11 Hoeveel te meer, wanneer goddeloze mannen een rechtvaardigen man in zijn huis op zijn slaapstede hebben gedood? Nu dan, zou ik zijn bloed van uw handen niet eisen, en u van de aarde wegdoen?

12 En David gebood zijn jongens, en zij doodden hen, en hieuwen hun handen en hun voeten af, en hingen ze op bij den vijver te Hebron, maar het hoofd van Isboseth namen zij, en begroeven het in Abners graf te Hebron.

1 Kai Sauliaus sūnus išgirdo, kad Abneras žuvo Hebrone, nusviro jo rankos, ir visas Izraelis susijaudino.

2 Sauliaus sūnus turėjo du vyrus, pulkų vadus Baaną ir Rechabą, beerotiečio Rimono sūnus iš Benjamino giminės, nes Beerotas priklausė Benjaminui.

3 Beerotiečiai atbėgo į Gitaimus ir ten liko ateiviais iki šios dienos.

4 Sauliaus sūnus Jehonatanas turėjo luošą sūnų. Jis buvo penkerių metų, kai iš Jezreelio atėjo žinia apie Saulių ir Jehonataną. Jo auklė, paėmusi jį, bėgo. Jai beskubant, jis krito ir tapo luošas. Jo vardas buvo Mefi Bošetas.

5 Beerotiečio Rimono sūnūs Rechabas ir Baana atėjo pačioje dienos kaitroje į Išbošeto namus, kai tas miegojo ant lovos vidudienį.

6 Jie įėjo į jo namus tarsi kviečių pasiimti, nudūrė jį į pilvą ir pabėgo.

7 Kai jie įėjo į namus, Išbošetas miegojo ant lovos savo miegamajame. Jie užmušė jį, nukirto galvą ir, ja nešini, ėjo visą naktį per dykumą.

8 Atnešę galvą į Hebroną pas Dovydą, tarė jam: "Štai galva Sauliaus sūnaus, tavo priešo Išbošeto, kuris ieškojo tavo gyvybės. Šiandien Viešpats atkeršijo Sauliui ir jo palikuonims už mūsų karalių".

9 Dovydas tarė Rechabui ir jo broliui Baanai, beerotiečio Rimono sūnums: "Kaip gyvas Viešpats, kuris išgelbėjo mano sielą iš visokių nelaimių,

10 tą, kuris man pranešė apie Sauliaus mirtį, galvodamas, kad atnešė man gerą žinią, aš nutvėriau ir nužudžiau Ciklage, užuot jį apdovanojęs už tokią žinią.

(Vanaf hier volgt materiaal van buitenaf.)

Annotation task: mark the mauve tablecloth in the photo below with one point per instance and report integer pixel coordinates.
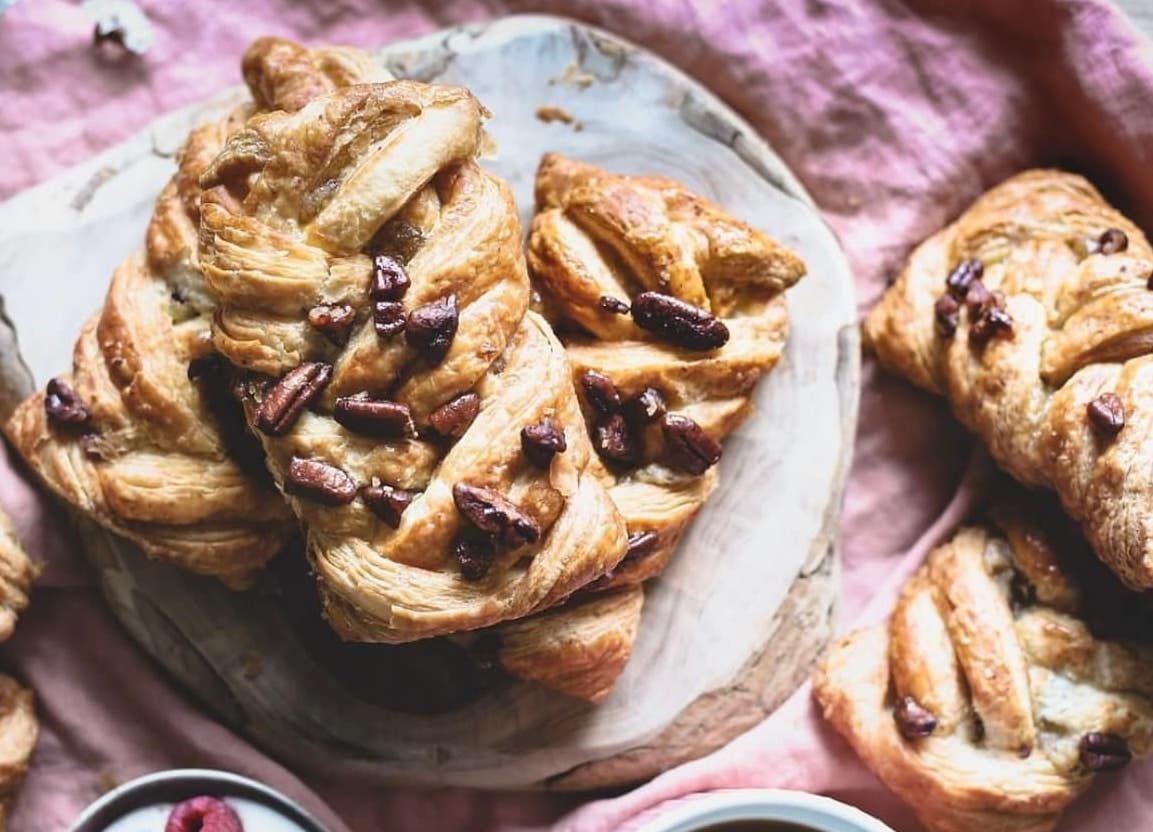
(894, 114)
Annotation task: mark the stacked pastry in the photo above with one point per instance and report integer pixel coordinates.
(334, 290)
(988, 701)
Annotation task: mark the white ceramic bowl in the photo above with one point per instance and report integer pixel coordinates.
(821, 814)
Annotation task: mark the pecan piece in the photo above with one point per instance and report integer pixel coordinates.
(284, 403)
(679, 323)
(389, 318)
(452, 418)
(333, 320)
(647, 406)
(947, 311)
(1113, 241)
(913, 721)
(962, 275)
(374, 417)
(63, 407)
(495, 515)
(474, 557)
(615, 440)
(690, 447)
(1103, 751)
(608, 303)
(385, 501)
(390, 280)
(541, 441)
(318, 481)
(600, 391)
(432, 326)
(1107, 414)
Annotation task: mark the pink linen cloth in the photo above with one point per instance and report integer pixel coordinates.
(894, 114)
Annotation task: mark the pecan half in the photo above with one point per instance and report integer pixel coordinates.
(334, 322)
(541, 441)
(284, 403)
(690, 447)
(318, 481)
(1103, 751)
(452, 418)
(389, 318)
(679, 323)
(385, 501)
(962, 275)
(1107, 414)
(374, 417)
(63, 407)
(913, 721)
(474, 557)
(1113, 241)
(615, 440)
(432, 326)
(647, 406)
(608, 303)
(495, 515)
(600, 392)
(390, 280)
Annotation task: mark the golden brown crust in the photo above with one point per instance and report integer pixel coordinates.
(1005, 687)
(153, 463)
(1082, 319)
(387, 169)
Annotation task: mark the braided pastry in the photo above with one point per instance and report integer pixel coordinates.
(992, 696)
(680, 311)
(421, 423)
(140, 436)
(1032, 315)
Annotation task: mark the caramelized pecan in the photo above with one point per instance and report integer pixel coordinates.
(541, 441)
(432, 326)
(63, 407)
(385, 501)
(374, 417)
(334, 322)
(318, 481)
(679, 323)
(690, 447)
(495, 515)
(452, 418)
(284, 403)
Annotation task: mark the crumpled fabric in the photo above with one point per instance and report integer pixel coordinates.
(895, 115)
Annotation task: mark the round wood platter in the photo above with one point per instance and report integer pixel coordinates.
(729, 630)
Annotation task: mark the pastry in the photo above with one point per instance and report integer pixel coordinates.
(142, 435)
(1032, 314)
(19, 725)
(1000, 687)
(420, 421)
(671, 311)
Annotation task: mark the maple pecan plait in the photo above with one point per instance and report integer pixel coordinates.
(1005, 679)
(143, 435)
(1033, 315)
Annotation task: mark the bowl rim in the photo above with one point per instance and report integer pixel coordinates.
(174, 785)
(694, 812)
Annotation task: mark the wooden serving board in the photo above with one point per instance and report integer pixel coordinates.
(729, 630)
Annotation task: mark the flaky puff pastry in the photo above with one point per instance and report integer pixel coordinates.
(155, 451)
(987, 701)
(602, 247)
(1052, 370)
(19, 725)
(370, 281)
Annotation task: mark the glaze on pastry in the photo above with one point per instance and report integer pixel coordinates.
(672, 311)
(1032, 314)
(993, 696)
(143, 435)
(370, 282)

11 Juo labiau, kai piktadariai nužudė teisų vyrą jo namuose, gulintį lovoje. Ar aš neturiu pareikalauti jo kraujo iš jūsų rankų, pašalindamas jus nuo žemės paviršiaus?"

12 Dovydas įsakė jaunuoliams, ir tie nužudė juos, nukirto jiems rankas ir kojas ir pakorė Hebrone prie tvenkinio. O Išbošeto galvą jie palaidojo Hebrone, Abnero kape.